Yards produces a series of historical beers with recipes from Revolutionary times, like the rich and smoky General Washington Tavern Porter, and their hometown-named Philadelphia Pale Ale, which won an “excellent” nod from the New York Times in 2006 for its strong hoppy flavor and crisp finish.
PBC has the Rowhouse Red, a full-bodied red farmhouse ale that references our predominant housing style, and the Walt Wit, a Belgian-style white beer named for the local poet.
Local craft brewing is a growing concern, too. It’s a 5.1 billion dollar industry that grew 6.5 percent by volume and 11 percent in dollars from 2006-07. Also, the number of regional craft breweries grew from 49 to 53 and microbreweries from 359 to 392 in the same time period. And even with a sinking economy causing failures in other sectors, the alcohol industry, for obvious reasons, is usually recession-proof.
Aside from different tastes, clever names and the boost to our local economy, there’s something else that draws people to local beer: a link between a craft, a place, and the people who made it. Something that ties together the history and future of a place into that special feeling you get when you realize that an area is your home.
Philly’s craft beer industry rose out of the home brewing culture of an unknown number of basement bottlers—people who liked to make new and interesting beers for their friends and family.
Some are members of the Homebrewers of Philadelphia and Suburbs, a local club that often meets at Home Sweet Homebrew, a brewing shop on Sansom St.
Walk into the charming Homebrew and you’ll not only smell a rich, bready mixture of grains, but meet two fat, dusty orange cats, Jake and Elwood.
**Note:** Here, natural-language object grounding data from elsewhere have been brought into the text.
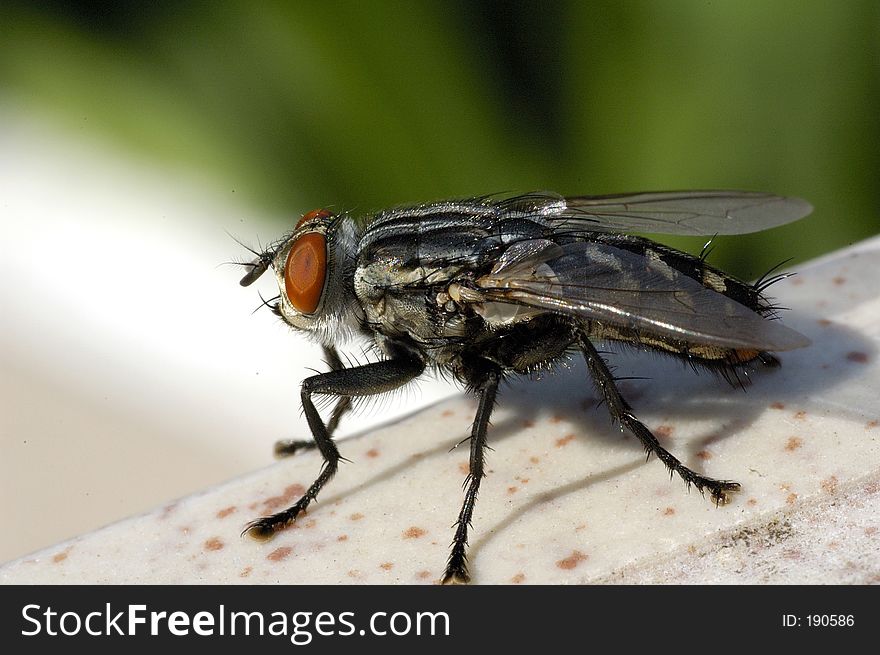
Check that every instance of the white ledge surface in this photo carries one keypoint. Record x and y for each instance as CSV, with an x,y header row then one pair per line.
x,y
568,497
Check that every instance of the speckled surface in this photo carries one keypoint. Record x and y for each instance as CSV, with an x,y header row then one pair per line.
x,y
568,498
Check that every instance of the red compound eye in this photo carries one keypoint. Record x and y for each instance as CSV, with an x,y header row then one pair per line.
x,y
315,213
305,271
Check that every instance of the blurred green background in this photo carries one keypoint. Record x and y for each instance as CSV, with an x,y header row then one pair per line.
x,y
360,105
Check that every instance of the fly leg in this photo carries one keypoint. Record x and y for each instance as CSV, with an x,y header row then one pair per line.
x,y
456,568
287,447
622,412
367,380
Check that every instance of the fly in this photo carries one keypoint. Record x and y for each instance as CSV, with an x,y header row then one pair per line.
x,y
487,288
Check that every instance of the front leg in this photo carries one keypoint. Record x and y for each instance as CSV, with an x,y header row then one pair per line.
x,y
367,380
287,447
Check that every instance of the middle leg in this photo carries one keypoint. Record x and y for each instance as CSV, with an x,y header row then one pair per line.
x,y
621,411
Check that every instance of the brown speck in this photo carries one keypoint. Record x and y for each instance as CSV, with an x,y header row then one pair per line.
x,y
572,560
564,441
279,554
830,484
223,513
413,533
291,493
793,444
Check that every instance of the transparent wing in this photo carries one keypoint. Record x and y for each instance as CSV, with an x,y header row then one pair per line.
x,y
667,212
611,285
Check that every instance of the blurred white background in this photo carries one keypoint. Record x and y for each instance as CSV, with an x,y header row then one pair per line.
x,y
134,370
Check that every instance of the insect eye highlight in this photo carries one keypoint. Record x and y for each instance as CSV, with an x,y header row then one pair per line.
x,y
305,272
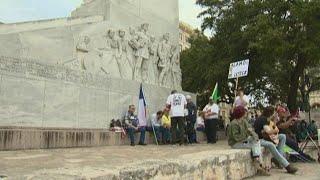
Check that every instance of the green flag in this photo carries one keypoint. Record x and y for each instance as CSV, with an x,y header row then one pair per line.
x,y
215,93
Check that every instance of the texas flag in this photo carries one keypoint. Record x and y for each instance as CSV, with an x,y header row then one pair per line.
x,y
142,109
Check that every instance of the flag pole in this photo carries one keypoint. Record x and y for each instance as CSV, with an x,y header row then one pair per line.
x,y
235,91
154,133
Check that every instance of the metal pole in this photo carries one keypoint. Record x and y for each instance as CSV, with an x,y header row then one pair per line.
x,y
154,133
235,91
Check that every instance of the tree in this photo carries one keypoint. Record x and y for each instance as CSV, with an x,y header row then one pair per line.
x,y
280,37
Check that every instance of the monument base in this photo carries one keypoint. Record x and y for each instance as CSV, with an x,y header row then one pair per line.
x,y
199,161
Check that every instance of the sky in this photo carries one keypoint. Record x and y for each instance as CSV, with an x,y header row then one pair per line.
x,y
12,11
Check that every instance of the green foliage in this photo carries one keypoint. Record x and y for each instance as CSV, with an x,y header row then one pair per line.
x,y
280,37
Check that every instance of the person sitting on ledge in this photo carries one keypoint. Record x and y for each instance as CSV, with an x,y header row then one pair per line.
x,y
156,124
242,136
270,138
132,126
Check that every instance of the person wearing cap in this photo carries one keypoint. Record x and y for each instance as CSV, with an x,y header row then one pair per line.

George Hummel and wife Nancy Rigberg have run the shop for 22 years, well before craft beer was widely available or produced. They’ve seen the craft beer boom raise people’s interest in home brewing, and oddly enough, occasionally hurt their sales.
“At one point, we found that sales were down and a lot of our customers were saying, ‘Well, there’s so much good beer out there—why should I bother?’ And all of a sudden, a year or two goes by and they realize that they miss the creative aspect of it—making something that’s yours.”
Bill Covaleski, of Victory Brewing Co. in Downington, followed his passion for making something that was his own into a successful local brewing company. “In 1985, I was a recent graduate of the Tyler School of Art and I borrowed my dad’s home brewing kit,” he says. “I enjoyed it so much that I wanted to make it my real job.” After training in the industry he helped start Victory in 1996.
The other brewer actually in town, PBC, is one of the youngest of the local craft brewers. PBC was founded in 2007 by Nancy and Bill Barton, who formally co-owned Yards with Kehoe. When the two groups split, PBC kept the Kensington brewery building, which historically was home to the Weisbrod & Hess Brewery, while Kehoe kept the Yards name.
Although PBC’s much younger as a standalone company, they have quickly made a name for themselves in Philly with their distinctive retro labels, strong commitment to local promotion and support of projects like Greensgrow Farm, farmer’s markets and Sustainable Table, an online resource for sustainable living.
Considering the troubled economy, one might think that the slightly more expensive craft beers will suffer, but John Rehm, Brewer-in-Chief of PBC, isn’t worried. “If anything, people will be doing more drinking at home,” he says. “Maybe they’ll buy less beer, but better beer. Beer is an affordable luxury.”
Covaleski is also optimistic about the future of local craft brewing. After the sale of Anheuser-Busch, the largest American brewer, to the global conglomerate InBev last year, and an announcement of the loss of 1,400 jobs at the brewery, he sees a possible shift away from the dominant beers available. “Now that American macro beer has been globalized, a lot of loyalties that were passed down might shift. Real honest-to-goodness local production could redefine what American brewing is.”